PIAC calls for national dialogue

The Public Interest and Accountability Committee (PIAC) has called for a national dialogue on how best allocations to the Annual Budget Funding Amount (ABFA) could be used on targeted areas to ensure proper socio- economic development.

The dialogue, according to PIAC, had become necessary to enable them chart a path for the effective utilisation of the oil resources.

The call was contained in the PIAC’s 2014 annual report released last week.

It argued that despite the clearly outlined allocations, funds that are sometimes earmarked for some of the priority areas are diverted.

Under the Petroleum Revenue Management Act, 2011 (Act 815), the ABFA, which is allocated from the country’s petroleum revenues, is expected to focus on four priority areas; expenditure and amortisation of loans, roads and other infrastructure, agriculture modernisation and capacity building.

In its 2014 annual report, PIAC was of the view that the proposed dialogue should preferably take place before the next budget and its outcomes used to inform the ABFA allocation in the 2016 Budget.

“There is an urgent need for the ABFA to be better-targeted and well-focused so as to help maximise its effectiveness and impact on the socio-economic development of Ghana,” it said.

For instance, between 2011 and 2013, about GH¢23 million (17 per cent) of ABFA earmarked for capacity building went into consumables such as goods and services for the Ministries of Food and Agriculture, Lands and Natural Resources and the purchase of relief items for the National Disaster Management Organisation (NADMO).

The report further revealed that an expenditure of GH¢3.87 million related to the Western Corridor Gas Infrastructure Development Project (WCGIDP) was charged to the ‘road and other Infrastructure’ priority areas rather than the ‘expenditure and amortisation of loans’ category even though a significant proportion of the allocations to the latter was unutilised during the period under review.

This has, therefore, prompted PIAC, which is the body mandated under Section 51 of the PRMA to supervise the management of the country’s petroleum revenues, to call for the dialogue aimed at charting a path for the effective utilisation of the revenues.

ABFA allocations  in 2014
Unlike previous years when the allocation to the ABFA was distributed to all the four priority areas, in 2014, only three areas benefited from the fund.

A total of US$409.07 million (51.31 per cent) of the net revenue to the government went to the Annual Budget Funding Amount (ABFA) while GH¢163.08 million, representing 29.68 per cent, went into expenditure and amortisation of loans, with roads and other infrastructure getting GH¢215.69 million (39.26 per cent).

Agriculture modernisation projects received GH¢170.62 million; representing 31.06 per cent.

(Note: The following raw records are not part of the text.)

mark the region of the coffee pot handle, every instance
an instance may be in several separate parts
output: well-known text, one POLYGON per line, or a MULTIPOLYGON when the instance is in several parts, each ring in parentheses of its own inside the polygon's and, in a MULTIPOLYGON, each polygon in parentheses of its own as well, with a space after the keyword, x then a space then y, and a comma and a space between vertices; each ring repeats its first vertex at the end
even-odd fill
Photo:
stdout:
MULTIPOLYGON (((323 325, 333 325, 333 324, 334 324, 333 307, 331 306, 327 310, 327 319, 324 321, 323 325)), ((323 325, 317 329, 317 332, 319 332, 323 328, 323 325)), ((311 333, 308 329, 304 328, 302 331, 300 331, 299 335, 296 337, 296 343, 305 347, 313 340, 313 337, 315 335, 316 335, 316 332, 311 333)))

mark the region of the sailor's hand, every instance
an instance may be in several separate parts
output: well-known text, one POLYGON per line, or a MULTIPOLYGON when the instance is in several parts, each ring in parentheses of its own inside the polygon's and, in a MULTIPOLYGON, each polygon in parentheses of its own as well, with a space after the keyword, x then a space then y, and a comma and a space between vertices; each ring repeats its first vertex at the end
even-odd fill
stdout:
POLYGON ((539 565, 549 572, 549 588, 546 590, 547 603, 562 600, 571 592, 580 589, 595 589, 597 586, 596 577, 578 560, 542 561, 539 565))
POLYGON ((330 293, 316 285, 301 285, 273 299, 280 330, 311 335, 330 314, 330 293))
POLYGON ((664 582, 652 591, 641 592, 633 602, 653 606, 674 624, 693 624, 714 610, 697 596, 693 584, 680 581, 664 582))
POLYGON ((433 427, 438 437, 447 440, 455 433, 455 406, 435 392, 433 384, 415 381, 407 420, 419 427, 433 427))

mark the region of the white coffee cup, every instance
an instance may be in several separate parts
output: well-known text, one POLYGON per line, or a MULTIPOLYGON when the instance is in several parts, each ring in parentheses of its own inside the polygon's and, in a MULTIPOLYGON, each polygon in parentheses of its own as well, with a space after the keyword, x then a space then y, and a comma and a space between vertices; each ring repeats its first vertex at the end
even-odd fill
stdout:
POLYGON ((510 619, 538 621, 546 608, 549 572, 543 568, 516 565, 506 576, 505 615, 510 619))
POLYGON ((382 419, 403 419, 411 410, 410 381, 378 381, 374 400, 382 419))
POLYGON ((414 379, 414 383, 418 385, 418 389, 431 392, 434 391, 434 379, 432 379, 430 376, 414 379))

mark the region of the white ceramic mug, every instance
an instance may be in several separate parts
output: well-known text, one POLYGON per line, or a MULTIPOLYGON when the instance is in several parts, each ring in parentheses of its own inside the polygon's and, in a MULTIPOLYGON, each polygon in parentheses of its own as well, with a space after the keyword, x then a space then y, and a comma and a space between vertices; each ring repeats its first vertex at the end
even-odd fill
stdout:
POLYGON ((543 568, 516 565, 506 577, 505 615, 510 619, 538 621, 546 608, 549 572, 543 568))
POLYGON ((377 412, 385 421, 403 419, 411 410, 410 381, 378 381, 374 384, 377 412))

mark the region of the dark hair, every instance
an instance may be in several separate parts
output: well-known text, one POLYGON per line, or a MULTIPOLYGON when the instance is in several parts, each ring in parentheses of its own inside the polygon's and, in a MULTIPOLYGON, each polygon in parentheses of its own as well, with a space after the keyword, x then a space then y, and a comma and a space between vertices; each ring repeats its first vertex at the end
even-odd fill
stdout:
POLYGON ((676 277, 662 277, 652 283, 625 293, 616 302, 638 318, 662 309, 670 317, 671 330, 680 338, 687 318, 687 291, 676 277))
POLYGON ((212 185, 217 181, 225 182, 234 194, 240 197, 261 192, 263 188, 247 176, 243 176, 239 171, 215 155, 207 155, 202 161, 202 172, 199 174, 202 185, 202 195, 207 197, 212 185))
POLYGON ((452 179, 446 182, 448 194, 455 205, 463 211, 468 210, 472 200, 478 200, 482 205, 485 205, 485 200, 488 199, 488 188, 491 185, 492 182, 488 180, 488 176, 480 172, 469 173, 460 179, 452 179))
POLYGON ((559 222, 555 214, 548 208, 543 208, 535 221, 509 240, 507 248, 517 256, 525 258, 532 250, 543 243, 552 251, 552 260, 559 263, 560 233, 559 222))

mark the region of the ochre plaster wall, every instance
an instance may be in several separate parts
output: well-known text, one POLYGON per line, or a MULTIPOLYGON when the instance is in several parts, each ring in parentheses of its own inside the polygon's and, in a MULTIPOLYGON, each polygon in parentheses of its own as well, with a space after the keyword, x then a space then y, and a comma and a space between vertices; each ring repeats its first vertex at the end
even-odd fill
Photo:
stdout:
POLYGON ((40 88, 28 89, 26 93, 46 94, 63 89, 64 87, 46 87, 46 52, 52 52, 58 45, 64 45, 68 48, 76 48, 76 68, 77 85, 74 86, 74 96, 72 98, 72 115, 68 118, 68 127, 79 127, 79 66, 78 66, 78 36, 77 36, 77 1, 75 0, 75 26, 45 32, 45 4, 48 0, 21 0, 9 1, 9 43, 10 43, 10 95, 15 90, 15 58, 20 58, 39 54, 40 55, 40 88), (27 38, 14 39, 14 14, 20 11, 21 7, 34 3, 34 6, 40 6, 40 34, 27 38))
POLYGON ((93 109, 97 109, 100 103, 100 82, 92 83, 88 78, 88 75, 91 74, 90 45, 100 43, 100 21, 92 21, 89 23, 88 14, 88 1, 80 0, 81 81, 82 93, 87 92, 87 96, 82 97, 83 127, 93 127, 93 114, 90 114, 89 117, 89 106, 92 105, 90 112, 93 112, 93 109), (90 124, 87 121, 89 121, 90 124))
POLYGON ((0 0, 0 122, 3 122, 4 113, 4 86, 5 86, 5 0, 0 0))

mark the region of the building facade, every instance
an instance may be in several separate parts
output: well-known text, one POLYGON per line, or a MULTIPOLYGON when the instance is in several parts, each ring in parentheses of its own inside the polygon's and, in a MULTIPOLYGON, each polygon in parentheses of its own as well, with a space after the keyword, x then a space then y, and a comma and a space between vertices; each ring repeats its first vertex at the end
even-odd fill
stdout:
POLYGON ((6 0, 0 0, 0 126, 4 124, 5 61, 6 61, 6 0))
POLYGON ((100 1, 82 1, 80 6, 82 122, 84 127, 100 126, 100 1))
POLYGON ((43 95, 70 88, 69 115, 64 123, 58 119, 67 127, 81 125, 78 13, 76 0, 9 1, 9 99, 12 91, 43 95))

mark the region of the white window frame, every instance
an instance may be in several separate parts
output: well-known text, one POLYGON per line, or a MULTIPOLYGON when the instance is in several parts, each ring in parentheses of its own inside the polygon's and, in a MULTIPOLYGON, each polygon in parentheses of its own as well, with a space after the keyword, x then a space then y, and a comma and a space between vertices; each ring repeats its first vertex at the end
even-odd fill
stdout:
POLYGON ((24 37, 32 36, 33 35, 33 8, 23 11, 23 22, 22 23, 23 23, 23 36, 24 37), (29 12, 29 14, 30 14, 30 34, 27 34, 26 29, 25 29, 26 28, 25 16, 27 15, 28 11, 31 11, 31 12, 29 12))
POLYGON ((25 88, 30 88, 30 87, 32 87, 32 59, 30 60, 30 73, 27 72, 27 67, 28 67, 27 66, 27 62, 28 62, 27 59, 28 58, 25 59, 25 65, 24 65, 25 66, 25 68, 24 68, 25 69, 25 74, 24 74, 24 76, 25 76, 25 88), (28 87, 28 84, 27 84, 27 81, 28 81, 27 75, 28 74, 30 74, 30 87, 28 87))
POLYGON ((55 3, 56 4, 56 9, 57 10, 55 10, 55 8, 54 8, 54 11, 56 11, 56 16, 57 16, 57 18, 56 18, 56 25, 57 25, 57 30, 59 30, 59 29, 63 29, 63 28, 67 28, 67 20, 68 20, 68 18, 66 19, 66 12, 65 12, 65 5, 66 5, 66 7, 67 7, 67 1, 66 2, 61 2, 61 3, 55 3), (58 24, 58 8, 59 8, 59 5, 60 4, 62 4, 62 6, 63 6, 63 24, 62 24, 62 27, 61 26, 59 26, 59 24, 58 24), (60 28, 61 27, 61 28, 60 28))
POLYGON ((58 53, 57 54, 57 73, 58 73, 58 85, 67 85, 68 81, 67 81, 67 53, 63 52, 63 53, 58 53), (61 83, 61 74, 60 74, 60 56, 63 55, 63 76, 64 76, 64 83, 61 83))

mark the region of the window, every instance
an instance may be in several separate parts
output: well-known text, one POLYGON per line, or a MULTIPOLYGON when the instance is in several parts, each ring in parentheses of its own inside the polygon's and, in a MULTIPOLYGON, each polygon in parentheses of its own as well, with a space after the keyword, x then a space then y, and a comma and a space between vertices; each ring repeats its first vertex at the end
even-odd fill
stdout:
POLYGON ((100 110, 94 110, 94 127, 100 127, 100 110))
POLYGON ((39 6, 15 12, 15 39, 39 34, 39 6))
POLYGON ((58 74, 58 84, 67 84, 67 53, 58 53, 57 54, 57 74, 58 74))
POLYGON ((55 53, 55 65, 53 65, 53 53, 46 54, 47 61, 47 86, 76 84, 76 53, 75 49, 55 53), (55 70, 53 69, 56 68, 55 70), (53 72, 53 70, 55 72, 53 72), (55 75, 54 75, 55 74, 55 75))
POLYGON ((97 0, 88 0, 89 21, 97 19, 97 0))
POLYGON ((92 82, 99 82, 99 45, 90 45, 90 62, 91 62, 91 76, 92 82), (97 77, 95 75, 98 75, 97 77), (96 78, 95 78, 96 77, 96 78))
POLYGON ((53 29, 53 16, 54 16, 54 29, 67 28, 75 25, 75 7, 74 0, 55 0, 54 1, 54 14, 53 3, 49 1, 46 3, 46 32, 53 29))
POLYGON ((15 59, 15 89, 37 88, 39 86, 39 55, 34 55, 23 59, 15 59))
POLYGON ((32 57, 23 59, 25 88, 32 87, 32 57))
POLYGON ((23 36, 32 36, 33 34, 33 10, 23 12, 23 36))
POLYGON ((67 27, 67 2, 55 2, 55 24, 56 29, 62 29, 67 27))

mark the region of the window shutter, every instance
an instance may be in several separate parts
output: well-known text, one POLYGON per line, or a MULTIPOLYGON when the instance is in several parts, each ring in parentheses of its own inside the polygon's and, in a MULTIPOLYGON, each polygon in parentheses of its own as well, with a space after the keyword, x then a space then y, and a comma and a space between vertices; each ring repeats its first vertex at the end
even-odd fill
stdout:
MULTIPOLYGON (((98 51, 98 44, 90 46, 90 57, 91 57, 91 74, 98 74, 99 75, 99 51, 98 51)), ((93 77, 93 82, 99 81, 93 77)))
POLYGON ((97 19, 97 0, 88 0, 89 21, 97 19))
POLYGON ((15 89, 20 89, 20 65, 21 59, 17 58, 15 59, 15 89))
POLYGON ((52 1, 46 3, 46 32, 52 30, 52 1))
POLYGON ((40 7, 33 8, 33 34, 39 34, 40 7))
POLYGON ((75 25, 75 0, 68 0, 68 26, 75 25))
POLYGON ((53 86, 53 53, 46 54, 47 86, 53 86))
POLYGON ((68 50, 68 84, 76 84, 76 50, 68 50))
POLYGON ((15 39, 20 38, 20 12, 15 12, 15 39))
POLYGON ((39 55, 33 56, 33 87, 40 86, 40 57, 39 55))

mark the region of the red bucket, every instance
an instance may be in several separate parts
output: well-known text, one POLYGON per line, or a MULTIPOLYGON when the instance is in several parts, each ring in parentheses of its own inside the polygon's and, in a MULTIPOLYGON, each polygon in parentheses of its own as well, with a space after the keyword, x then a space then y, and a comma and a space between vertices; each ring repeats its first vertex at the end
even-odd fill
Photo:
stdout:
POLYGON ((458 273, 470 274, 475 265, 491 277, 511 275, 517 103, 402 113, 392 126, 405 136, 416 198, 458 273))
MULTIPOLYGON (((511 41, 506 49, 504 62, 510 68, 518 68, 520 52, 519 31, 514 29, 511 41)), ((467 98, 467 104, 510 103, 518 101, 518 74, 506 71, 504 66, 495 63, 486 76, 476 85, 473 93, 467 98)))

According to the report, “no allocation was made to the ‘capacity building’ priority area in 2014 because planned expenditure was contingent upon the China Development Bank (CDB) -related Small and Medium Enterprise (SME) Projects Incubation Facility which did not take off.”

Oil production in 2014
The Ghana Group lifted 7.6million barrels of oil representing 20.77 per cent of total production in 2014.

Actual petroleum receipts for 2014 totalled US$978 million, exceeding projected revenues of US$777 million by 27 per cent which is equivalent to an increase of US$200 million. This was the result of slightly higher actual volumes and average prices of oil from the Jubilee field.